Nota 1: Vemos primeramente que venían de Jerusalén y Judea (cansados de la vida religiosa). El vrs 6 nos habla de corazones sensibles que se arrepienten. El vrs 7 nos habla de corazones no arrepentidos pero llenos de rutina religiosa (ellos escuchaban los sermones, conocían la ley de Dios, asistían a la sinagoga cada semana, pero no tenían un corazón arrepentido).

Nota 2: Usaban las excusas y argumentos para justificarse, vrs. 9. Su corazón era más duro que las piedras. En un momento dado las piedras pueden ser más sensibles que los hombres, y alabarlo con más facilidad. Lucas 19 nos enseña que “la multitud de los discípulos comenzó a alabar con grandes voces, y los fariseos le dijeron: Maestro, reprende a tus discípulos. Él les dijo: si estos callan, las piedras clamarían”.

Nota 3: El vrs 10 nos enseña que les quedaba poco tiempo. Ante el mensaje debían tomar decisiones, y el tiempo era ese. Dios nos quiere preservar y guardar, por eso nos habla y conduce a su presencia con amor, pero la respuesta a esta invitación es del hombre.      

III. LA RESPUESTA AL MENSAJE ES PERSONAL:

a) Con su amor Dios concientiza al hombre (Mt. 3:10, 12)   

Nota: La expresión “ya el hacha está puesta” indica que tenían poco tiempo. El aventador era una pala de madera, usada para aventar o lanzar el grano al viento, el cual apartaba el grano de la paja, y ésta era quemada al fuego. El trigo representa a los corazones sensibles que se arrepienten, y la paja hace referencia a los duros de corazón, éstos tiene como destino “el fuego que nunca se apagará”, es decir el lugar de tormento eterno. Pero, a eso vino Jesús a salvar al hombre de la condenación eterna, porque todo aquel que en él cree no irá a condenación, sino que tendrá vida eterna.

b) Por su amor envió al Espíritu Santo (Mt. 3:11).

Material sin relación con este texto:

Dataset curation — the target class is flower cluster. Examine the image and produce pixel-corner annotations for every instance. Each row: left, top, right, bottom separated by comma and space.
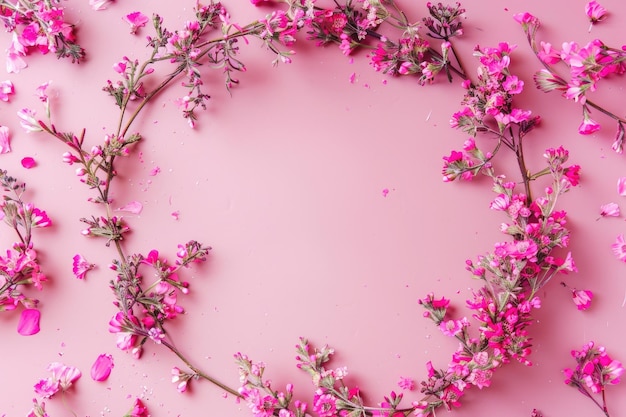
514, 6, 626, 153
109, 241, 210, 356
289, 0, 465, 84
563, 342, 624, 416
103, 2, 302, 127
0, 170, 52, 322
6, 0, 626, 417
0, 0, 85, 72
35, 362, 82, 398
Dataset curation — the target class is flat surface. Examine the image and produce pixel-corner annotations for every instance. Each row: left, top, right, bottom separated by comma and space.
0, 0, 626, 417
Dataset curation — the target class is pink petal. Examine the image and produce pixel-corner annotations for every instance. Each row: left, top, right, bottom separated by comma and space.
22, 156, 37, 169
117, 201, 143, 214
0, 126, 11, 153
17, 308, 41, 336
91, 353, 113, 381
617, 177, 626, 196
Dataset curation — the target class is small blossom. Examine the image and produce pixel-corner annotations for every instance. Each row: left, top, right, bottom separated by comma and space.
117, 201, 143, 214
172, 366, 191, 394
27, 398, 49, 417
17, 308, 41, 336
124, 398, 150, 417
0, 126, 11, 154
617, 177, 626, 197
72, 254, 96, 279
600, 203, 620, 217
17, 109, 43, 133
21, 156, 37, 169
91, 353, 113, 381
398, 376, 415, 391
611, 235, 626, 262
585, 0, 607, 24
89, 0, 113, 11
572, 290, 593, 310
123, 12, 149, 35
0, 80, 15, 101
578, 117, 600, 135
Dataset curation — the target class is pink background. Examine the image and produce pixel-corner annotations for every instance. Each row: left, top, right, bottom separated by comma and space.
0, 0, 626, 417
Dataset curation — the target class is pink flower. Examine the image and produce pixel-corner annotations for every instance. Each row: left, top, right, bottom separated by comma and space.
17, 308, 41, 336
26, 398, 49, 417
72, 254, 95, 279
572, 290, 593, 310
124, 398, 150, 417
600, 203, 620, 217
172, 366, 189, 394
35, 362, 81, 398
611, 235, 626, 262
398, 376, 415, 391
563, 165, 580, 187
21, 156, 37, 169
17, 109, 43, 133
48, 362, 82, 391
33, 378, 59, 398
0, 126, 11, 153
617, 177, 626, 196
585, 0, 607, 24
0, 80, 15, 101
91, 353, 113, 381
439, 320, 466, 337
578, 117, 600, 135
123, 12, 149, 35
89, 0, 113, 11
117, 201, 143, 214
7, 50, 28, 74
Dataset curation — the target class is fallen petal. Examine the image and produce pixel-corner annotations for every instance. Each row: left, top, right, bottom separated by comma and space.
17, 308, 41, 336
22, 156, 37, 169
117, 201, 143, 214
91, 353, 113, 381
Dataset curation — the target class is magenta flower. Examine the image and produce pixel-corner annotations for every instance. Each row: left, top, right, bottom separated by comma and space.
0, 80, 15, 101
26, 398, 49, 417
572, 290, 593, 310
124, 12, 149, 35
398, 376, 415, 391
600, 203, 620, 217
17, 109, 43, 133
124, 398, 150, 417
21, 156, 37, 169
89, 0, 113, 11
91, 353, 113, 382
585, 0, 607, 24
17, 308, 41, 336
172, 366, 191, 394
72, 254, 96, 279
578, 116, 600, 135
617, 177, 626, 196
117, 201, 143, 214
611, 235, 626, 262
0, 126, 11, 153
48, 362, 82, 391
34, 362, 81, 398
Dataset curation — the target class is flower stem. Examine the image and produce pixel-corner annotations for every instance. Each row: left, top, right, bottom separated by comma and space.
161, 340, 243, 398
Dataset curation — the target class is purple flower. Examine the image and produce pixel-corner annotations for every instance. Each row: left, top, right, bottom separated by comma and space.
17, 308, 41, 336
91, 353, 113, 381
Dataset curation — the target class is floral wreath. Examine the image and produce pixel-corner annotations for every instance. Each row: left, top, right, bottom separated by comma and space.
0, 0, 626, 417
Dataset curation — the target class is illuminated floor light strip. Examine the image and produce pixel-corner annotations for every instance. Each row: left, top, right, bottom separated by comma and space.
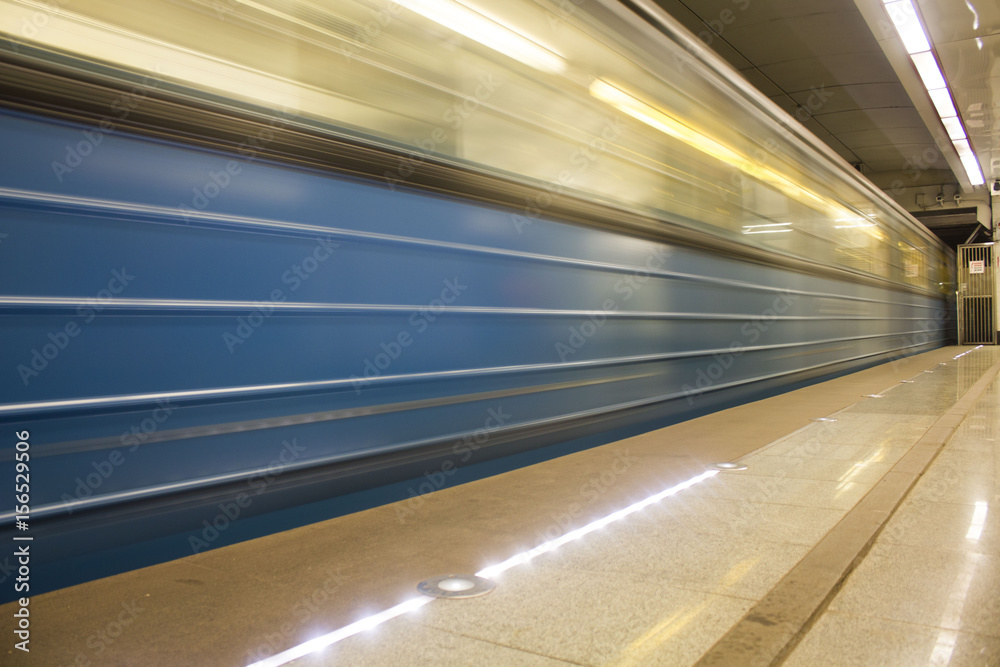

Nota: “Jesús os bautizará en Espíritu Santo y fuego”, Juan el bautista ya estaba enseñando acerca del ministerio sobrenatural de Jesús, y como él iniciaría algo nuevo para Israel y para el mundo. Po su obra vendría el Espíritu Santo para convencer al hombre, y redargüir al creyente, llevándolo a la presencia de Dios.   

Conclusión: Mediante la fe avanzamos, logramos alcanzar aquello que Dios ha planeado para nosotros. A través de la fe logramos superar los obstáculos y vivir nuevos niveles de gloria, la fe nos da firmeza, nos hace valientes, con ella agradamos a Dios. Un genuino arrepentimiento trae consigo muchas bendiciones.